Managing Changes to an SFDA Registered Device

max.polix

Involved In Discussions
#1
For me, this is one of the many unclear points in Chinese regulation for Medical Devices: how to manage a change to an existing device registered at the SFDA.

I am interested in sharing experience with people that already have dealt with this issue.

For performance changes or introduction of new features we have always submitted a new registration.
But what can be considered a "minor change" to the device, so that a new registration is not needed?

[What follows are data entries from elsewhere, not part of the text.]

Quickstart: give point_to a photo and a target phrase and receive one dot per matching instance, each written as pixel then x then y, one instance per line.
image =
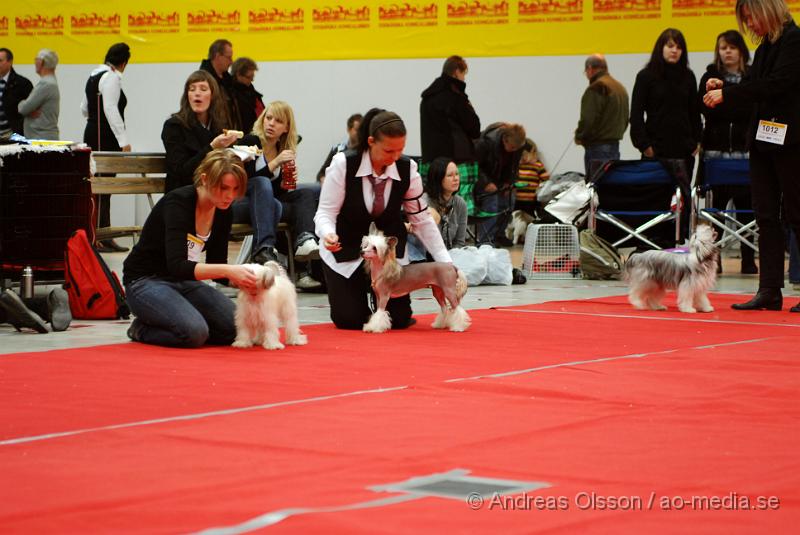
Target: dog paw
pixel 297 340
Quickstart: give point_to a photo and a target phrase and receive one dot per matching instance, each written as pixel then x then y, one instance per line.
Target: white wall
pixel 541 93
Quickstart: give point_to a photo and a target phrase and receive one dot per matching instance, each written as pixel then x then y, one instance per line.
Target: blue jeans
pixel 499 203
pixel 179 313
pixel 596 155
pixel 794 259
pixel 261 210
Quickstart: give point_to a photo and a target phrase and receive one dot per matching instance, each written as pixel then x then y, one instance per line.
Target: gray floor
pixel 313 308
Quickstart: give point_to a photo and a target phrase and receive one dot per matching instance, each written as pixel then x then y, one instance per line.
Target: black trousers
pixel 350 300
pixel 775 183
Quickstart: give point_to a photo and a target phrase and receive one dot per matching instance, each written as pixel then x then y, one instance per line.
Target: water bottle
pixel 27 282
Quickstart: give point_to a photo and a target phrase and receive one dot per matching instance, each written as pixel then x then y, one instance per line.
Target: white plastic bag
pixel 472 263
pixel 498 264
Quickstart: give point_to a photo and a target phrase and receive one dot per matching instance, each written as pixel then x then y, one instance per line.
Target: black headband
pixel 374 129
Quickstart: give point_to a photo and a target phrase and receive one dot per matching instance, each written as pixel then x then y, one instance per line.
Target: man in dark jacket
pixel 13 90
pixel 448 122
pixel 498 150
pixel 220 57
pixel 604 115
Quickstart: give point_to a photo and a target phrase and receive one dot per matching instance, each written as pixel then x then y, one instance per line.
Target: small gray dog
pixel 651 273
pixel 390 279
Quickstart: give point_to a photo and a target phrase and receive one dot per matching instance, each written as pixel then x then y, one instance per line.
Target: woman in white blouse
pixel 373 184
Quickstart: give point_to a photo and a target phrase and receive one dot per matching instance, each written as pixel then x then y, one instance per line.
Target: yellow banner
pixel 172 31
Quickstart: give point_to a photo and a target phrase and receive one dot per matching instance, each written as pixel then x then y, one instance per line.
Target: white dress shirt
pixel 332 197
pixel 110 87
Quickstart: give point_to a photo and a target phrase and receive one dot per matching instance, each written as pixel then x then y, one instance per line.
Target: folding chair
pixel 722 172
pixel 634 197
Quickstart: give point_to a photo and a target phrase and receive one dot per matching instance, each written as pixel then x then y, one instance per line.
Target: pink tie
pixel 377 202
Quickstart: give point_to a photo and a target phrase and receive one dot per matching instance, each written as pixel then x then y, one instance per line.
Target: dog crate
pixel 551 252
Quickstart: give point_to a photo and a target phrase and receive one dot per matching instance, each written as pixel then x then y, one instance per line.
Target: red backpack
pixel 94 290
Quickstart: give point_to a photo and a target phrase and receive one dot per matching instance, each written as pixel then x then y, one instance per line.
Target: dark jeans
pixel 180 313
pixel 261 210
pixel 774 178
pixel 595 156
pixel 300 205
pixel 350 300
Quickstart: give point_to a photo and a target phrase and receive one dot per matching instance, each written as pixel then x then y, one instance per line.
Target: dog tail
pixel 461 283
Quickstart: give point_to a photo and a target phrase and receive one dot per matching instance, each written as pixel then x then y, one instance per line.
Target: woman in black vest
pixel 773 86
pixel 347 207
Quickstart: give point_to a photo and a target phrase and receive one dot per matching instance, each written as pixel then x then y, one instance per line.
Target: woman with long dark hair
pixel 725 128
pixel 772 86
pixel 197 129
pixel 373 184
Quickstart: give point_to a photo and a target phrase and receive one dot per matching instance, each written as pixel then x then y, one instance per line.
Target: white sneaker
pixel 307 282
pixel 308 250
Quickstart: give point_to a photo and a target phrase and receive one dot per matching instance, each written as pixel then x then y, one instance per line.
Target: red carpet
pixel 680 407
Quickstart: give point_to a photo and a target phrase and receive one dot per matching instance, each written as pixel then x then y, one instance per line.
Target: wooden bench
pixel 145 173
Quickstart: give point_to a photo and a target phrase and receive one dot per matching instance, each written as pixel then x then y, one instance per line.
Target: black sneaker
pixel 19 315
pixel 264 255
pixel 58 306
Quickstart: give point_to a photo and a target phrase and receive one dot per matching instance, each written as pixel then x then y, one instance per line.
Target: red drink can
pixel 288 175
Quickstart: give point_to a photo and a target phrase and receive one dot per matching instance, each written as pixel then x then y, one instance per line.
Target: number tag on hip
pixel 771 132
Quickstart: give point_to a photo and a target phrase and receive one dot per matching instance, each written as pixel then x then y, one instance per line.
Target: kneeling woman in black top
pixel 163 273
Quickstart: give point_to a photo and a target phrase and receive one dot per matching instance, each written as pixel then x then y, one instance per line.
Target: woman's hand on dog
pixel 331 242
pixel 243 278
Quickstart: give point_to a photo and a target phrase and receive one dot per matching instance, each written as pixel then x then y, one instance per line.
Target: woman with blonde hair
pixel 773 87
pixel 184 242
pixel 275 132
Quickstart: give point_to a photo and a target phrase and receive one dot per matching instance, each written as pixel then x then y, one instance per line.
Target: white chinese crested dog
pixel 390 279
pixel 651 273
pixel 518 226
pixel 259 316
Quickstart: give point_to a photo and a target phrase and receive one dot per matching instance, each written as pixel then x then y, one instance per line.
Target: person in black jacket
pixel 163 274
pixel 773 87
pixel 220 57
pixel 725 129
pixel 14 88
pixel 248 100
pixel 448 123
pixel 499 150
pixel 195 131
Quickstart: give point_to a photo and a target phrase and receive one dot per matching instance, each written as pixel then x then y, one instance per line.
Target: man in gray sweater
pixel 41 108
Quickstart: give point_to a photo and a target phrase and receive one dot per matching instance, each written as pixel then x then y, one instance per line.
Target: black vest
pixel 104 138
pixel 354 218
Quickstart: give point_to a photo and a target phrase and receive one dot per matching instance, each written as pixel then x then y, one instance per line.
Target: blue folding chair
pixel 724 172
pixel 634 197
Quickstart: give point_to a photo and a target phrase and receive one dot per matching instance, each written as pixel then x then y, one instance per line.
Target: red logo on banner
pixel 408 12
pixel 340 14
pixel 39 25
pixel 275 16
pixel 213 20
pixel 142 21
pixel 92 23
pixel 626 9
pixel 476 12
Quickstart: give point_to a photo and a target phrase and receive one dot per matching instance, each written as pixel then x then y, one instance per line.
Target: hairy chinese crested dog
pixel 259 316
pixel 390 279
pixel 650 274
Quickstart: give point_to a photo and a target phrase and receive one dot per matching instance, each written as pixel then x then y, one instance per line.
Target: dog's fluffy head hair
pixel 376 245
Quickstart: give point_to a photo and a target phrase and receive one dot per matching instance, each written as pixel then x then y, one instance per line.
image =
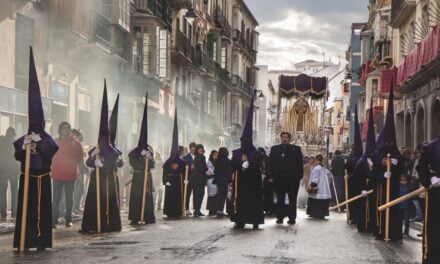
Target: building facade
pixel 180 52
pixel 353 56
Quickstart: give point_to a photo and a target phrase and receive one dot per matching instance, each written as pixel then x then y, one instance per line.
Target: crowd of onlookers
pixel 70 178
pixel 411 210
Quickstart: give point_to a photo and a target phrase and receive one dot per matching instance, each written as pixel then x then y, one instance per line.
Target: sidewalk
pixel 7 226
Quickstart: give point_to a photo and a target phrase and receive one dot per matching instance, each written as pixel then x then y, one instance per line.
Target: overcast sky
pixel 295 30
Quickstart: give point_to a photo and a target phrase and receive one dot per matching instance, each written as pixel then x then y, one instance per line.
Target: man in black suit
pixel 287 169
pixel 189 160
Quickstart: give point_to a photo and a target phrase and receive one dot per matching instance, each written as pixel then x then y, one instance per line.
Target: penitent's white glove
pixel 27 141
pixel 245 165
pixel 35 137
pixel 95 152
pixel 149 156
pixel 98 164
pixel 435 182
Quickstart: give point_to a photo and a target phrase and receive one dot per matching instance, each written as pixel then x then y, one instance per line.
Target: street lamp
pixel 349 72
pixel 190 14
pixel 260 94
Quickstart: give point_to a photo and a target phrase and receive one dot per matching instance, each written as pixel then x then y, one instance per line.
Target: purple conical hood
pixel 371 135
pixel 143 135
pixel 174 154
pixel 35 104
pixel 104 133
pixel 387 137
pixel 114 122
pixel 357 135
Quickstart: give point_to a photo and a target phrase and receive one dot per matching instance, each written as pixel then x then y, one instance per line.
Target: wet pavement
pixel 212 240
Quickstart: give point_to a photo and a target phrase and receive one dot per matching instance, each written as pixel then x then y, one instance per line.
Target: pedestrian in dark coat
pixel 211 186
pixel 199 179
pixel 287 170
pixel 222 177
pixel 173 178
pixel 247 196
pixel 189 160
pixel 428 169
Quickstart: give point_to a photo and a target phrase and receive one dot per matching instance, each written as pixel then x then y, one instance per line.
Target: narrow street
pixel 215 241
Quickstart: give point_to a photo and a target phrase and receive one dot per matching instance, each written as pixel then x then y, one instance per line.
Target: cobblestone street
pixel 215 241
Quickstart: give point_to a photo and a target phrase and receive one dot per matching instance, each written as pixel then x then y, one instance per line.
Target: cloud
pixel 296 30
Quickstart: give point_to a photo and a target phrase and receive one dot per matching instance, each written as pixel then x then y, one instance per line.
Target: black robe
pixel 380 190
pixel 173 174
pixel 38 232
pixel 247 190
pixel 349 166
pixel 429 166
pixel 110 213
pixel 364 209
pixel 137 162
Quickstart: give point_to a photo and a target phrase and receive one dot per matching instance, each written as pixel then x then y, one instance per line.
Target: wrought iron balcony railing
pixel 222 21
pixel 244 44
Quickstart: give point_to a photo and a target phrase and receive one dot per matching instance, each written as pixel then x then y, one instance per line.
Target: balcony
pixel 135 84
pixel 109 36
pixel 401 10
pixel 222 22
pixel 180 4
pixel 240 85
pixel 245 46
pixel 203 62
pixel 158 8
pixel 224 77
pixel 183 46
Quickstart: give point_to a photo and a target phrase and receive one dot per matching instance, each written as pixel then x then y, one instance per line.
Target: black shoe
pixel 221 214
pixel 197 214
pixel 239 226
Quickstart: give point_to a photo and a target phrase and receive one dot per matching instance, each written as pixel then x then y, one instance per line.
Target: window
pixel 163 58
pixel 146 42
pixel 106 8
pixel 124 14
pixel 224 57
pixel 136 50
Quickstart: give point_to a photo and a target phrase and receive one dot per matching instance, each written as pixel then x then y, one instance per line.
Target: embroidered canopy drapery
pixel 303 85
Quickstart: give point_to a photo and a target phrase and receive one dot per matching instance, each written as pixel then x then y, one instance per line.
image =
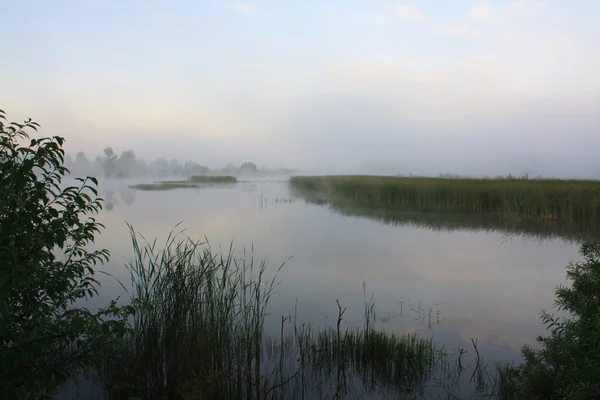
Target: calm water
pixel 452 285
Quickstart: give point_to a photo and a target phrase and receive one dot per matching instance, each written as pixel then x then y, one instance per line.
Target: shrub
pixel 567 366
pixel 46 266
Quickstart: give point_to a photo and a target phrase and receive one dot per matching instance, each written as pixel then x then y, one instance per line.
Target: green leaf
pixel 4 278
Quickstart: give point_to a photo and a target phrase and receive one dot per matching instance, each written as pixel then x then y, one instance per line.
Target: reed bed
pixel 198 333
pixel 213 179
pixel 528 199
pixel 194 181
pixel 200 323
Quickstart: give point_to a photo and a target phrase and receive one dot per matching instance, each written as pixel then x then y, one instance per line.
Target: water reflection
pixel 460 275
pixel 127 195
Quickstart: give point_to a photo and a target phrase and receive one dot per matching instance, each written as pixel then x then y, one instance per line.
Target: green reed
pixel 212 179
pixel 200 324
pixel 564 200
pixel 199 333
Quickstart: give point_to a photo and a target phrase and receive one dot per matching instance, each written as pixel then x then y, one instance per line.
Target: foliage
pixel 567 366
pixel 547 199
pixel 201 323
pixel 110 162
pixel 46 267
pixel 212 179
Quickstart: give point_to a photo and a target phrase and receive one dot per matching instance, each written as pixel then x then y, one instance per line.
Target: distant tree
pixel 126 163
pixel 160 166
pixel 175 169
pixel 82 164
pixel 248 167
pixel 110 162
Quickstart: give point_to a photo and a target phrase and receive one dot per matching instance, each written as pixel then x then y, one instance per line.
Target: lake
pixel 453 285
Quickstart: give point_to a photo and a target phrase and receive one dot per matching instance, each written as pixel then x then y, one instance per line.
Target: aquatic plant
pixel 563 200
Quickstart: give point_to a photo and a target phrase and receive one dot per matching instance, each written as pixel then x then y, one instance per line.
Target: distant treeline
pixel 128 165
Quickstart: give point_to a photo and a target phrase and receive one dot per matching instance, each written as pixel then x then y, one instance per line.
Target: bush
pixel 567 366
pixel 46 267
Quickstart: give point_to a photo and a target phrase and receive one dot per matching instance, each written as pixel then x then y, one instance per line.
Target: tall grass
pixel 201 321
pixel 198 333
pixel 213 179
pixel 564 200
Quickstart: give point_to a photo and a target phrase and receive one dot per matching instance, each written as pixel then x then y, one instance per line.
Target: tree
pixel 45 337
pixel 126 163
pixel 110 162
pixel 248 167
pixel 567 365
pixel 82 164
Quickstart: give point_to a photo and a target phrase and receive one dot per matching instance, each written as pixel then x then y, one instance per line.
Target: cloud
pixel 524 8
pixel 410 13
pixel 456 28
pixel 241 8
pixel 482 11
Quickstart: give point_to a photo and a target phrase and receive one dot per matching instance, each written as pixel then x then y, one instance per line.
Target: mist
pixel 484 88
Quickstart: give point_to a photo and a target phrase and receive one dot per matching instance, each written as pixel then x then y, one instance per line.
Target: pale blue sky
pixel 424 84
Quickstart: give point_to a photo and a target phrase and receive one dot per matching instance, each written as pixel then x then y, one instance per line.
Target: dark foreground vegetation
pixel 194 181
pixel 193 327
pixel 527 199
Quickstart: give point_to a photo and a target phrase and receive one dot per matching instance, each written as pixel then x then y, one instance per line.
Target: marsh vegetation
pixel 194 325
pixel 194 181
pixel 523 199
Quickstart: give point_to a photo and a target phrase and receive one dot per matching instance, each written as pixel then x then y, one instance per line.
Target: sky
pixel 374 86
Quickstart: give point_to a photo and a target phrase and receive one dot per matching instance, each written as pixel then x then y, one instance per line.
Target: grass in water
pixel 194 182
pixel 201 321
pixel 199 333
pixel 526 199
pixel 213 179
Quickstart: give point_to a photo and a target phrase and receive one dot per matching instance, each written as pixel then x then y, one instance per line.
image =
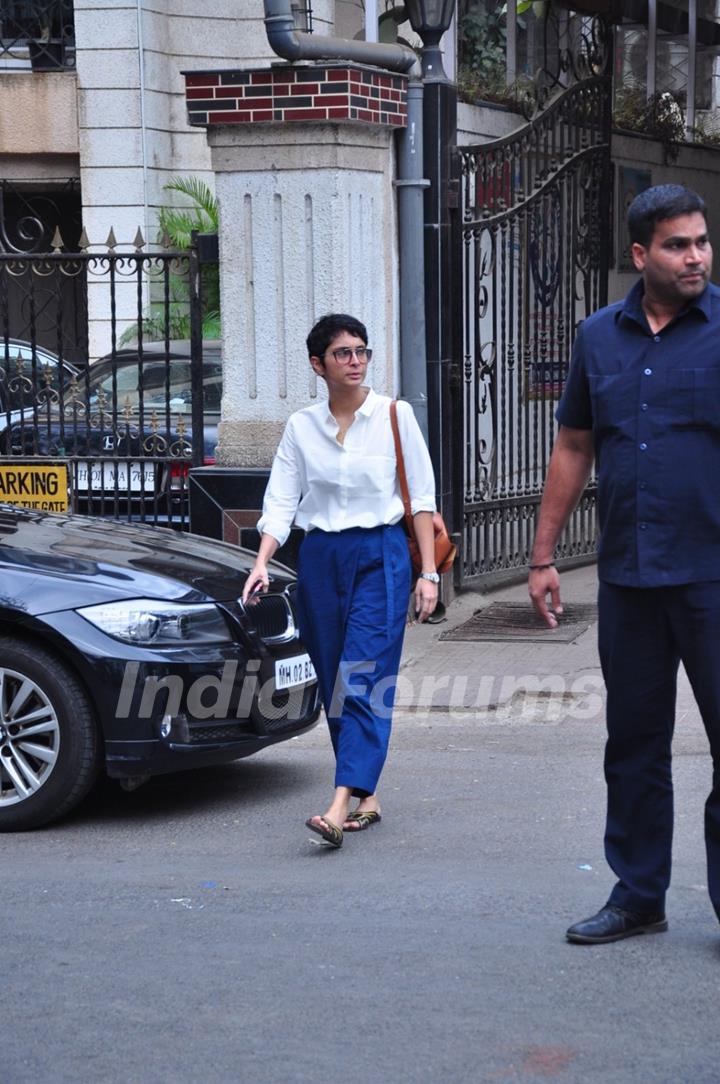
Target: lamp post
pixel 431 18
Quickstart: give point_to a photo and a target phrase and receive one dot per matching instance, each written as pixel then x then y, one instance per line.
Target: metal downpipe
pixel 293 44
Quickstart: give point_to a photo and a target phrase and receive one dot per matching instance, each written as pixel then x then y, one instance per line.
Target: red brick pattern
pixel 319 92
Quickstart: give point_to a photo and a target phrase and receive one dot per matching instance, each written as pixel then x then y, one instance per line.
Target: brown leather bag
pixel 445 551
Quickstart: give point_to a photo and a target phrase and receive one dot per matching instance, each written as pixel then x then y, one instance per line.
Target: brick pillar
pixel 304 162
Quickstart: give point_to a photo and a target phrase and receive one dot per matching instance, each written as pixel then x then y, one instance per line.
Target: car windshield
pixel 156 384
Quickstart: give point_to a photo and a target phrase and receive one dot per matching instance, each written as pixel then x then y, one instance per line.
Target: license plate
pixel 101 477
pixel 296 670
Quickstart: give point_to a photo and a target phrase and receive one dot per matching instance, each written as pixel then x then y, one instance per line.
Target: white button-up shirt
pixel 316 481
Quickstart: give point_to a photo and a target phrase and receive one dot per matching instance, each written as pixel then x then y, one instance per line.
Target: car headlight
pixel 157 623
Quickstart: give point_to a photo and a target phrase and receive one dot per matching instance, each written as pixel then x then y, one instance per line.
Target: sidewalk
pixel 503 676
pixel 528 681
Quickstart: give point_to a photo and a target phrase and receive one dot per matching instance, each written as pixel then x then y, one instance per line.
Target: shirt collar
pixel 367 409
pixel 632 306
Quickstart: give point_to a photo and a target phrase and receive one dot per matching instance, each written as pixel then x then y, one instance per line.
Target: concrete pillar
pixel 304 167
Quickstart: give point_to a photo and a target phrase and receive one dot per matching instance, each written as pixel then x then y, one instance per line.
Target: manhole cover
pixel 502 621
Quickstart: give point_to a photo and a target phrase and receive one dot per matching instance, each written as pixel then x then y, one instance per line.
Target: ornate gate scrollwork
pixel 534 232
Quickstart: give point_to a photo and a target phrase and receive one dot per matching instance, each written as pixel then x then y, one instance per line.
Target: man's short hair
pixel 329 327
pixel 658 204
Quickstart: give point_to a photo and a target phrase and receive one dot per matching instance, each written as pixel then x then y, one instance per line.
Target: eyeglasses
pixel 344 355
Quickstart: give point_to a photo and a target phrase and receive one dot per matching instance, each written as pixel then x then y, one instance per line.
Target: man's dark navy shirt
pixel 653 403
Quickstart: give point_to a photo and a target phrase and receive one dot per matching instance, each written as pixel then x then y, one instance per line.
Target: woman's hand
pixel 257 581
pixel 425 598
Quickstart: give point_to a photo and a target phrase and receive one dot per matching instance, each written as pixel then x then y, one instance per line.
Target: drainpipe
pixel 294 44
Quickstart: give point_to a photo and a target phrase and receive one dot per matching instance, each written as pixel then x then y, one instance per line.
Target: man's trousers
pixel 352 594
pixel 644 634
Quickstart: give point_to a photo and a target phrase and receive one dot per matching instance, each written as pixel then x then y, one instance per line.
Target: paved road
pixel 191 931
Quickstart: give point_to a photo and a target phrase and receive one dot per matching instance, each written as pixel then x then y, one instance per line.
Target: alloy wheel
pixel 29 737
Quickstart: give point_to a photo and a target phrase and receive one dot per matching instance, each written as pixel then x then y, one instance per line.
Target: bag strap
pixel 402 478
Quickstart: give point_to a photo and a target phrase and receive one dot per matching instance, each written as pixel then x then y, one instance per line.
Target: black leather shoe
pixel 613 924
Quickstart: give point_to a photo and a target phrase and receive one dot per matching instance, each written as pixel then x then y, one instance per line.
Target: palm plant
pixel 169 314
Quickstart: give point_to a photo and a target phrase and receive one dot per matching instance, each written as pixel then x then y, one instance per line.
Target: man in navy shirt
pixel 642 399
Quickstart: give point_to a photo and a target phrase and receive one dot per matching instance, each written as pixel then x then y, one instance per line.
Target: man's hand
pixel 541 583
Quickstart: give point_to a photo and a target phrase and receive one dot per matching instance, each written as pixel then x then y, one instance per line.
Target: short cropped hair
pixel 329 327
pixel 657 205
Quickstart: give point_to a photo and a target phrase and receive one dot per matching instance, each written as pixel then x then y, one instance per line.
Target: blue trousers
pixel 352 594
pixel 644 634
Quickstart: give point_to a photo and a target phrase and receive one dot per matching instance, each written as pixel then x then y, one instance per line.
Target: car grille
pixel 285 708
pixel 272 618
pixel 229 732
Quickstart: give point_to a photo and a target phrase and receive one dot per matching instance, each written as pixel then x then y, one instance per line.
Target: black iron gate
pixel 534 230
pixel 131 405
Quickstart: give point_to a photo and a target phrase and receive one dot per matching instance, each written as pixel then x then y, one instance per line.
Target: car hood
pixel 73 560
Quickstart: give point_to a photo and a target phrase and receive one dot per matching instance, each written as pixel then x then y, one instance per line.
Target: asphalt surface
pixel 194 930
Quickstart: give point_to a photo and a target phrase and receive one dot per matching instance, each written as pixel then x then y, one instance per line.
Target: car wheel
pixel 49 745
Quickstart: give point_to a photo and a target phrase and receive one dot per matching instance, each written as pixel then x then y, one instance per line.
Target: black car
pixel 126 427
pixel 127 648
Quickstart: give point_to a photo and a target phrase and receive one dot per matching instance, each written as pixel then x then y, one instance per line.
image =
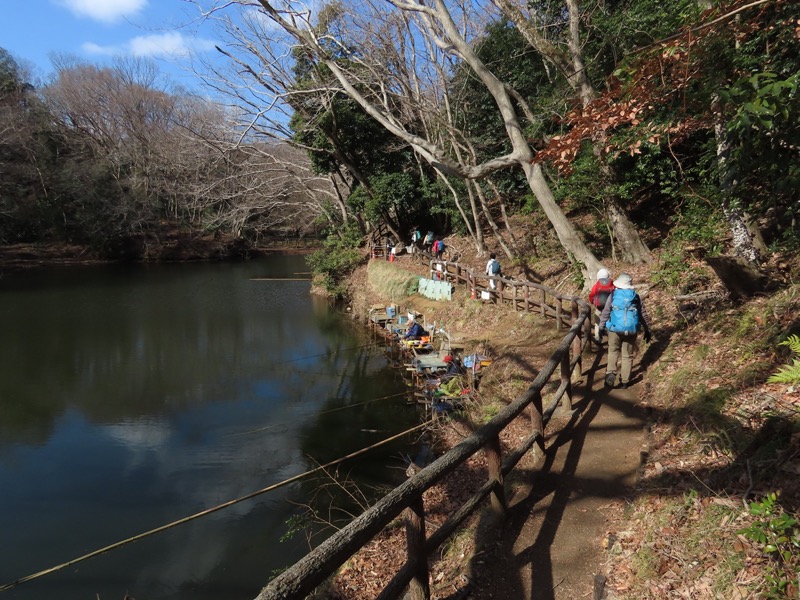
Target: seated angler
pixel 415 332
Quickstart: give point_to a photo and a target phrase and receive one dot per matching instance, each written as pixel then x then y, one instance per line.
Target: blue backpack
pixel 624 315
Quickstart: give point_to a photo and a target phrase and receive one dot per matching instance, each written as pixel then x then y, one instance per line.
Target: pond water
pixel 131 397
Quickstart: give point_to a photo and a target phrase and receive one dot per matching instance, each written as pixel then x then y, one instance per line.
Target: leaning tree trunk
pixel 566 233
pixel 492 224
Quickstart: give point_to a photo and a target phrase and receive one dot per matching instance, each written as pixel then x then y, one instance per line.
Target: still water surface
pixel 131 397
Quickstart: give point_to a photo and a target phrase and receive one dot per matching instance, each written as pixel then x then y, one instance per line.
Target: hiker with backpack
pixel 623 315
pixel 438 248
pixel 493 269
pixel 598 295
pixel 427 243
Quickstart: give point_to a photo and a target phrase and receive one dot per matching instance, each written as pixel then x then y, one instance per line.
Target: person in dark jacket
pixel 627 307
pixel 415 332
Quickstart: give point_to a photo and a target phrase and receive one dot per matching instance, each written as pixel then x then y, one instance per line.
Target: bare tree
pixel 566 56
pixel 355 57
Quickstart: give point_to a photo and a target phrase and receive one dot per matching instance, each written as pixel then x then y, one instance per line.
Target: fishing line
pixel 325 412
pixel 205 512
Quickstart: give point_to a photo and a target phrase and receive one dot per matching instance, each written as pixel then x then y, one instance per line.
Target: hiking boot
pixel 610 379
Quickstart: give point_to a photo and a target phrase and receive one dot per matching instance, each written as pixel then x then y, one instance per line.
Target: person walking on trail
pixel 416 236
pixel 438 248
pixel 427 243
pixel 493 270
pixel 623 315
pixel 415 331
pixel 598 295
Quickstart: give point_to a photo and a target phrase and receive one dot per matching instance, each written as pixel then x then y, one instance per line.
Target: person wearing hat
pixel 623 315
pixel 598 295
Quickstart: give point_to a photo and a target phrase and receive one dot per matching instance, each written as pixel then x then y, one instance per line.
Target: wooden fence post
pixel 537 426
pixel 526 293
pixel 566 399
pixel 544 304
pixel 419 587
pixel 559 309
pixel 494 461
pixel 576 343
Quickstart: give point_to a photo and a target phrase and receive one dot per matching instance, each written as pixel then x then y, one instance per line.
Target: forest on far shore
pixel 601 131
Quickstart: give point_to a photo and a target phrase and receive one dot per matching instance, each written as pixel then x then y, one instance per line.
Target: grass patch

I see that during the first registration phases the SFDA is very keen on getting photos of every part of the equipment, so I wonder whether a change in colour of the plastic cover or a in the shape to keep it in fashion needs a formal communication to the SFDA.

Does anybody have ideas or suggestions for source of information?

Thanks.
m.p.
 
Elsmar Forum Sponsor
J

Jamiechina

#3
Generally speaking, if you just change colour of the device. You don't need to submit a new registration. You can just provide an evidence to prove the material has not change(it related to fire protection). That's OK.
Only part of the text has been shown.